Using a model to understand relationship between X and Y (how Y changes as a function of X) Statistical Inference (this would be more applicable for design of experiment analysis).
Bias-Variance trade-off
Variance would mean how the model would vary should there be a change in data points used for training. A linear regression model does not vary very much but a flexible model would vary by quite a lot depending on the training datapoints
Bias would refer to the error that exists in the model in predicting the Y variable. A simple model (rigid) would have higher bias, but a flexible model would have lower bias (although it would function more like a black-box)
Determining whether the problem is classification (predicting categorical Y) or regression (predicting numerical Y)
collect data
import data
tidy data
transform data
exploratory data analysis (EDA): number of rows, columns, determining whether it is numerical/categorical, look for missing values and outliers, determine the distribution of each variable, determine the relationships between variables (correlations), get summary statistics for data
visualize data
split data into train and test sets
preprocess data
fit models
assess different models using test dataset
choose best model based on metrics (eg root mean square error for regression)
tune parameters if needed
Carry out EDA for College dataset
# Import data
library(ISLR2)
library(janitor)
library(skimr)
library(tidyverse)
library(ggthemes)
college <- read_csv("https://github.com/nguyen-toan/ISLR/blob/master/dataset/College.csv")
# raw dataset
college_raw <- College
glimpse(college_raw)
Rows: 777
Columns: 18
$ Private <fct> Yes, Yes, Yes, Yes, Yes, Yes, Yes, Yes, Yes, Yes…
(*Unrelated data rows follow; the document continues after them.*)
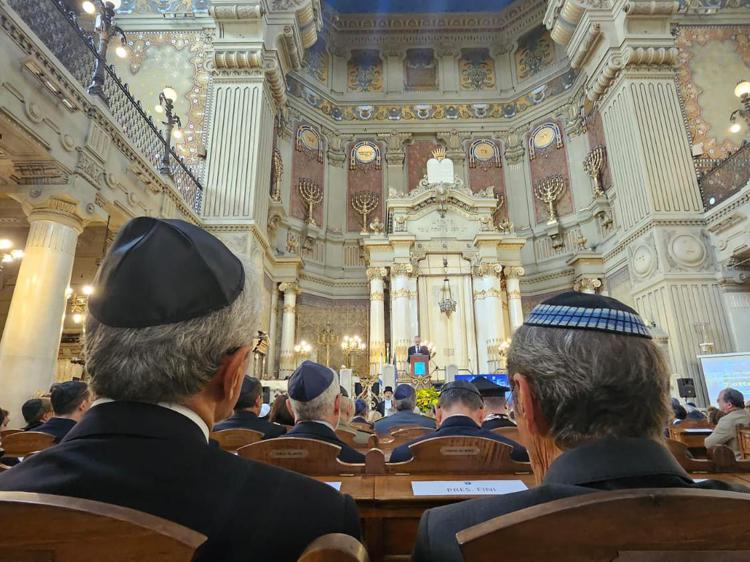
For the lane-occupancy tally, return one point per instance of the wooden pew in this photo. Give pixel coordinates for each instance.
(306, 456)
(47, 528)
(26, 442)
(232, 439)
(687, 461)
(602, 525)
(335, 547)
(459, 454)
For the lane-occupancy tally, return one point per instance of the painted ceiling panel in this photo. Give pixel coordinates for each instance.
(416, 6)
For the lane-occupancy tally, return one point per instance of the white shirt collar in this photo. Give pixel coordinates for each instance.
(179, 408)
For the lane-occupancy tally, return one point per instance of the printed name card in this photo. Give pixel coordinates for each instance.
(466, 487)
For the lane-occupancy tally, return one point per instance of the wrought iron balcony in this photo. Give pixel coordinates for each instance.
(57, 27)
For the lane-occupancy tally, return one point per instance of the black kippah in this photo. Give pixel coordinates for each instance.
(164, 271)
(582, 311)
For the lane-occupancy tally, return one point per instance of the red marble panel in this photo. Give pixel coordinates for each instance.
(363, 179)
(417, 155)
(483, 177)
(596, 137)
(307, 166)
(549, 162)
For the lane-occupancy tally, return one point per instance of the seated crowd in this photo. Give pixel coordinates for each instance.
(167, 366)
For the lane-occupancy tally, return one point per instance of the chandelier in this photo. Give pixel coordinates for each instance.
(446, 303)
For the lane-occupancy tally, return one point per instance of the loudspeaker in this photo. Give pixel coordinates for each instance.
(686, 388)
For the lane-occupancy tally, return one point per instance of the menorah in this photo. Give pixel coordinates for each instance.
(548, 190)
(593, 164)
(364, 203)
(312, 194)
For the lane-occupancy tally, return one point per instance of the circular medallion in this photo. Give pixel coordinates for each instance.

$ Apps <dbl> 1660, 2186, 1428, 417, 193, 587, 353, 1899, 1038…
$ Accept <dbl> 1232, 1924, 1097, 349, 146, 479, 340, 1720, 839,…
$ Enroll <dbl> 721, 512, 336, 137, 55, 158, 103, 489, 227, 172,…
$ Top10perc <dbl> 23, 16, 22, 60, 16, 38, 17, 37, 30, 21, 37, 44, …
$ Top25perc <dbl> 52, 29, 50, 89, 44, 62, 45, 68, 63, 44, 75, 77, …
$ F.Undergrad <dbl> 2885, 2683, 1036, 510, 249, 678, 416, 1594, 973,…
$ P.Undergrad <dbl> 537, 1227, 99, 63, 869, 41, 230, 32, 306, 78, 11…
$ Outstate <dbl> 7440, 12280, 11250, 12960, 7560, 13500, 13290, 1…
$ Room.Board <dbl> 3300, 6450, 3750, 5450, 4120, 3335, 5720, 4826, …
$ Books <dbl> 450, 750, 400, 450, 800, 500, 500, 450, 300, 660…
$ Personal <dbl> 2200, 1500, 1165, 875, 1500, 675, 1500, 850, 500…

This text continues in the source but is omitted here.